The pause seemed to last for hours. The president was saying something he knew would cause panic, possibly worldwide. That was the first thought that came to Travis.

“In other countries, tens of thousands may already have been killed. Only by acting quickly can we avoid losing hundreds of thousands.”

Travis tried phoning his ex-wife.

“The network is busy right now, please try again later.”

He grabbed his jacket.

Travis Cooke ran out of his apartment wondering if it would be the last time he’d see it.

3

Some felt safest in cars, others were headed for New Jersey by foot. The stampedes into each subway station that morning crushed dozens of the first New Yorkers to die.

Travis Cooke ran down broad Flatbush, the solid lanes of cars bounded by humans moving much more quickly on the sidewalks. He found himself funneled through the streets, all the current now flowing to the Manhattan Bridge. The strangers looked at each other as they ran, confirming that this was really happening.

From Brooklyn to Manhattan and from there to New Jersey, a solid sweep of cars and bodies. The strange hush of the movement punctuated by honking horns, kids crying, and random shouts. It was a nightmare marathon, all jarring for position. Travis saw individuals and small groups huddled in the crowd’s eddy spaces, sobbing, giving up already or simply unable to act.

There was a teenage girl he saw sitting on a bench, as if she were waiting for a bus. She stared at the rush of people. He thought about stopping.

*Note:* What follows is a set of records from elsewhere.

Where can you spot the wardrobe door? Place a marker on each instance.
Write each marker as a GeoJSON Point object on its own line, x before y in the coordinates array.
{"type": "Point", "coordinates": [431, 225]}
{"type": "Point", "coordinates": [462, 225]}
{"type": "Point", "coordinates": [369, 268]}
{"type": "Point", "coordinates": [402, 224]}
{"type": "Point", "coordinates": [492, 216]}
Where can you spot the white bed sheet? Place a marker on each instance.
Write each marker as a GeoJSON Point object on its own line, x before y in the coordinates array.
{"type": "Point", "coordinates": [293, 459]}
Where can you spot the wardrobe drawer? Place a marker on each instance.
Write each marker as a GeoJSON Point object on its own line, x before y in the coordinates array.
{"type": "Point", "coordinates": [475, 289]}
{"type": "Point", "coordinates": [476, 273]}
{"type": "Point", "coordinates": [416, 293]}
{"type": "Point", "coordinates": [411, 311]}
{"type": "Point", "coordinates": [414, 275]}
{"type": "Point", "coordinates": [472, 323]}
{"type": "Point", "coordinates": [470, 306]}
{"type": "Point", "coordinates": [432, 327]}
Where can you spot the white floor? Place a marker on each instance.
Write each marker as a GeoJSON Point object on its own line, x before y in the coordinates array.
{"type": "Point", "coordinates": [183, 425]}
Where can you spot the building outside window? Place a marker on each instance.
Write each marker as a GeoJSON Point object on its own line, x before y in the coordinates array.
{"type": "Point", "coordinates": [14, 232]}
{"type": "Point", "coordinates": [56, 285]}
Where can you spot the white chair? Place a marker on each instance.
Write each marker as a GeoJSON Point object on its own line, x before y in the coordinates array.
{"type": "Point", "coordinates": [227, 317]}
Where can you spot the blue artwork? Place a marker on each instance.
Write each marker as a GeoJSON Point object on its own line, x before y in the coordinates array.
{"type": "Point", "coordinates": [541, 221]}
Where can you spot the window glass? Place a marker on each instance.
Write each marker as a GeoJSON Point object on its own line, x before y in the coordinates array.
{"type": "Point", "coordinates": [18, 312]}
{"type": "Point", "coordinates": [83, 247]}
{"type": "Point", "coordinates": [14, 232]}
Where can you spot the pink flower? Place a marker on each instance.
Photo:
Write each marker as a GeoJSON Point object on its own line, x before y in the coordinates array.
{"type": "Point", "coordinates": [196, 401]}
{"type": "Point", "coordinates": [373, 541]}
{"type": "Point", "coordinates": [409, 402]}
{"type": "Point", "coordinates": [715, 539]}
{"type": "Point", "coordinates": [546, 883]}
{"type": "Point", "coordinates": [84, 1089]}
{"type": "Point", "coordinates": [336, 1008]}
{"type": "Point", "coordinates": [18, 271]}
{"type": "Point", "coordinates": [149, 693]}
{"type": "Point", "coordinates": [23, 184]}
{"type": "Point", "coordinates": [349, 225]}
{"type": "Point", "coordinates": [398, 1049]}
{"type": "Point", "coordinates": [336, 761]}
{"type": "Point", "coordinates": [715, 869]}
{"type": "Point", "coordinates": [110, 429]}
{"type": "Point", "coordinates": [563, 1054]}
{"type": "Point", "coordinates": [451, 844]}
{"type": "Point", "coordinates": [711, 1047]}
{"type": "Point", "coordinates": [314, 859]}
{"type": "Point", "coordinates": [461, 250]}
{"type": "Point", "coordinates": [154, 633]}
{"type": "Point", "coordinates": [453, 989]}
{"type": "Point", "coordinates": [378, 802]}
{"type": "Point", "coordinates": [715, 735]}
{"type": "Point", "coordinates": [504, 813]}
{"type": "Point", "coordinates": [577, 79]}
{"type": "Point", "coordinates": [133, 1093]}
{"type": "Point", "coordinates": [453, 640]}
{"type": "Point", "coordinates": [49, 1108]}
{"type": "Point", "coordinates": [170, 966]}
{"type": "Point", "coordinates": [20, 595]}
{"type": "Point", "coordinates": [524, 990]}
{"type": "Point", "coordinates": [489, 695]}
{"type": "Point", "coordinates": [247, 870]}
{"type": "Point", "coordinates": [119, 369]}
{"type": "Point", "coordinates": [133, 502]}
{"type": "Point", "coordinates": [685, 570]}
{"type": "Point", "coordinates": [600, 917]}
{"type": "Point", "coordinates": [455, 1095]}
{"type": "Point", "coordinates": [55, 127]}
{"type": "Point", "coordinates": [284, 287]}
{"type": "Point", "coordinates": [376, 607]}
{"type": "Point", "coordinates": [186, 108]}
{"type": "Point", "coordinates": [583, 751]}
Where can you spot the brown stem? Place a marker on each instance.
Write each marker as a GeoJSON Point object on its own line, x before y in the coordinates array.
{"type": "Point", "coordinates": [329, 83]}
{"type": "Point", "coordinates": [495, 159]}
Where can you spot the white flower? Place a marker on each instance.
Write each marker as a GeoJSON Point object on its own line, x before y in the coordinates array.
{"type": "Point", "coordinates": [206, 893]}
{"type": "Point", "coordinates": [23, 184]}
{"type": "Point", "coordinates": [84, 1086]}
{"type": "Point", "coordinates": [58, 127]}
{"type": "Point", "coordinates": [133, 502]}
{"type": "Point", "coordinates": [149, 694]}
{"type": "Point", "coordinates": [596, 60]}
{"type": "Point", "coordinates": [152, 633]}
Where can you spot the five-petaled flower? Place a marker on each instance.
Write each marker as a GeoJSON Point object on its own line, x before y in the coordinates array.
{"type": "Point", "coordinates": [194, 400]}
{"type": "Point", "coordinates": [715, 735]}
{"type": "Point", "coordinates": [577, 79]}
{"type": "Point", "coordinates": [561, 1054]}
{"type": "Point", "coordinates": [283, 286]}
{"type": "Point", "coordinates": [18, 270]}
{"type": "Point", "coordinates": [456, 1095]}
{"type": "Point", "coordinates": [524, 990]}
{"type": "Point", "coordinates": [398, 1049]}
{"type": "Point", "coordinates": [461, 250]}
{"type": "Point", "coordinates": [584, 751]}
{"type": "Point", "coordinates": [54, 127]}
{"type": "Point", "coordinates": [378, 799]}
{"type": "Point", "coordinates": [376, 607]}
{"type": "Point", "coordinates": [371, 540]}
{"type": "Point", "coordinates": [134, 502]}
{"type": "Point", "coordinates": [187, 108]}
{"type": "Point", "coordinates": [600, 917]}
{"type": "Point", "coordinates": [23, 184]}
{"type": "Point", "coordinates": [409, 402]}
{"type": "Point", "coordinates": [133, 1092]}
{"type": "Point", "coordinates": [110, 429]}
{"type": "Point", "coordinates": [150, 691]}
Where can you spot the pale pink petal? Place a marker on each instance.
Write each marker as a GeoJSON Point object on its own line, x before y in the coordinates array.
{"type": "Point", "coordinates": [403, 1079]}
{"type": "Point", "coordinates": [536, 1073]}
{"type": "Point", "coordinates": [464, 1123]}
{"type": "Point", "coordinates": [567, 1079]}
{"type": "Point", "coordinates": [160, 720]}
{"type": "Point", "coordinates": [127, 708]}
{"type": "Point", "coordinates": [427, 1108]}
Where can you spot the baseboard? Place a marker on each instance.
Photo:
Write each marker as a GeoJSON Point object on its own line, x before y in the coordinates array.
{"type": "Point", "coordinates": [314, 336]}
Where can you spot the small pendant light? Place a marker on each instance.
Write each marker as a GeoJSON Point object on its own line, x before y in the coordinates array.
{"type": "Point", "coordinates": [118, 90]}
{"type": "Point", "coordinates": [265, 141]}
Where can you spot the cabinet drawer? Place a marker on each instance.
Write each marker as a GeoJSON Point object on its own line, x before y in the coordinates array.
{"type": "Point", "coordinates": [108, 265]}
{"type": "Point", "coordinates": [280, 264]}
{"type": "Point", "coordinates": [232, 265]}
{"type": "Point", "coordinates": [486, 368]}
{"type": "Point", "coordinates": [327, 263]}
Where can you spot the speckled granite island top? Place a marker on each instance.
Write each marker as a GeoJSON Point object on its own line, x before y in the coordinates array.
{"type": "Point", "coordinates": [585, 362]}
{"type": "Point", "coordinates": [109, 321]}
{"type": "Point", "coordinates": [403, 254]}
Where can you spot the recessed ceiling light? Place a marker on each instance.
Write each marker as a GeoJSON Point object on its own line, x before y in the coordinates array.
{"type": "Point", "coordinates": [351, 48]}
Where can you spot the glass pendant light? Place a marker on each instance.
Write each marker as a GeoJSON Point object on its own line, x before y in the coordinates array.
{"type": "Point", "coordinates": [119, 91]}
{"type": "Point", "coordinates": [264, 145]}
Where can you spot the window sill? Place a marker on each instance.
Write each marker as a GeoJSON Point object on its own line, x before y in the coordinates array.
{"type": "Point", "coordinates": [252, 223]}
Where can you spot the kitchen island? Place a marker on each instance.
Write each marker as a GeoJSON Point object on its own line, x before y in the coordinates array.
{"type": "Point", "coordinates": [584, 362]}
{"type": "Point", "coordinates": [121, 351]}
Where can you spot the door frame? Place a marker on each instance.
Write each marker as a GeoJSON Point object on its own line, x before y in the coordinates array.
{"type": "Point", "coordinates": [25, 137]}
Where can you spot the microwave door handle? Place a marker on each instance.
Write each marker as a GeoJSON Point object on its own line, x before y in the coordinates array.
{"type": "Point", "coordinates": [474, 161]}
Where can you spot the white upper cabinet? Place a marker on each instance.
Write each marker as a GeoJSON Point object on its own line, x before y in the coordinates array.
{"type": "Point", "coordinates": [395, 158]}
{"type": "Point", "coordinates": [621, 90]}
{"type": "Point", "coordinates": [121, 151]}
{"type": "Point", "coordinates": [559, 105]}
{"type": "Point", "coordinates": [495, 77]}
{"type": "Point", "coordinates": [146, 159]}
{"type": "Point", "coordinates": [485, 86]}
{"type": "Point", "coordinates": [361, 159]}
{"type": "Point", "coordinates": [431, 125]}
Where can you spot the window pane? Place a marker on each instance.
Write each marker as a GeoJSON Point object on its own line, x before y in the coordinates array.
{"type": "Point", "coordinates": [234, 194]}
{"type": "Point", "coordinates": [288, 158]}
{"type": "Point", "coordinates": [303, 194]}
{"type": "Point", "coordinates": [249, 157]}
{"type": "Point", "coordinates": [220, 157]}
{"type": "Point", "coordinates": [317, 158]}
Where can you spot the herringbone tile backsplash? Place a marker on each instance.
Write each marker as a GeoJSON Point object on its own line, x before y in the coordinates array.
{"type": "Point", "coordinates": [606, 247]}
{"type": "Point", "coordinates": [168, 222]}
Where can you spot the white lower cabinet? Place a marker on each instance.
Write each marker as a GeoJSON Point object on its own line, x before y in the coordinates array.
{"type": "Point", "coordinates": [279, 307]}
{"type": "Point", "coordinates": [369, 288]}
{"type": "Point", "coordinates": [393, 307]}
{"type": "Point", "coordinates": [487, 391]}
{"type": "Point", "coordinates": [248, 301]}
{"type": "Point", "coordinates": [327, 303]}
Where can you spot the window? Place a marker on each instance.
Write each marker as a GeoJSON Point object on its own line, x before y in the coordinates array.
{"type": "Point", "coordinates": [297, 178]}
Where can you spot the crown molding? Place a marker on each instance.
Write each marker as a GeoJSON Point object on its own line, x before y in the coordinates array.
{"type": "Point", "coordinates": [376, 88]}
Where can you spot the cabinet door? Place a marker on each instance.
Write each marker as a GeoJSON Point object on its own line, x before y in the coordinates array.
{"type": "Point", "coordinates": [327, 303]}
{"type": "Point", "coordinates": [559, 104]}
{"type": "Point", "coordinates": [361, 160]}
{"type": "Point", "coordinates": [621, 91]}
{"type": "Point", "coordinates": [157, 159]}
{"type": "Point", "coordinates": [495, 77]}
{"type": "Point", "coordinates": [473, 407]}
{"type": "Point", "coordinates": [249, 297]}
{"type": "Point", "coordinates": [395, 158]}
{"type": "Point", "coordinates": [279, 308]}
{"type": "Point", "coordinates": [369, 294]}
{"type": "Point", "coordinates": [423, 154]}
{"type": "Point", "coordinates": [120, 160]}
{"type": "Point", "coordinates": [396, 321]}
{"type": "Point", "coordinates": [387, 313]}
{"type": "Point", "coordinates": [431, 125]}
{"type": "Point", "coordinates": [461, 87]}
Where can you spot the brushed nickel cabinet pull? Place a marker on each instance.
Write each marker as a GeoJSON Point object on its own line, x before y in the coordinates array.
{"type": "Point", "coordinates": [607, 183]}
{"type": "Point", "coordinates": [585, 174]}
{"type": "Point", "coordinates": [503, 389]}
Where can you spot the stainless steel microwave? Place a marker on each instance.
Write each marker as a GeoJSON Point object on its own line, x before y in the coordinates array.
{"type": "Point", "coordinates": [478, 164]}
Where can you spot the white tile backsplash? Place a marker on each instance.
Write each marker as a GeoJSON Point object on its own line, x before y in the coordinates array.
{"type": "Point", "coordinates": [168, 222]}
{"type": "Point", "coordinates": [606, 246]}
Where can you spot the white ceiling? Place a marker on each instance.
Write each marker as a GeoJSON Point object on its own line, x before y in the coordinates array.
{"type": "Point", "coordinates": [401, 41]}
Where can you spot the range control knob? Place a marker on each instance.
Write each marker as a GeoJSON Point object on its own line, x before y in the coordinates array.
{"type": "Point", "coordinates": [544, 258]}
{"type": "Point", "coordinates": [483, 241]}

At the Manhattan Bridge, the bottleneck of escapees impeded his progress. Bodies pressed into Travis’s, a hundred voices grunting, crying, shouting in his ears. His world shrunk to those bodies immediately around him. The drugs in his body still made him dizzy, but running straight was easy and his body was waking up quickly from the emotional and physical stress.

Crossing the river took close to ten minutes, then they poured out into the streets of Manhattan, across Chinatown, where buses filled up and forced their exit through crowds, horns honking. He ran up Chrystie to 2nd Ave, his feet heavy, sweat pouring from his temples. Everyone was running now in their own direction, to tunnels, bridges, trains, buses.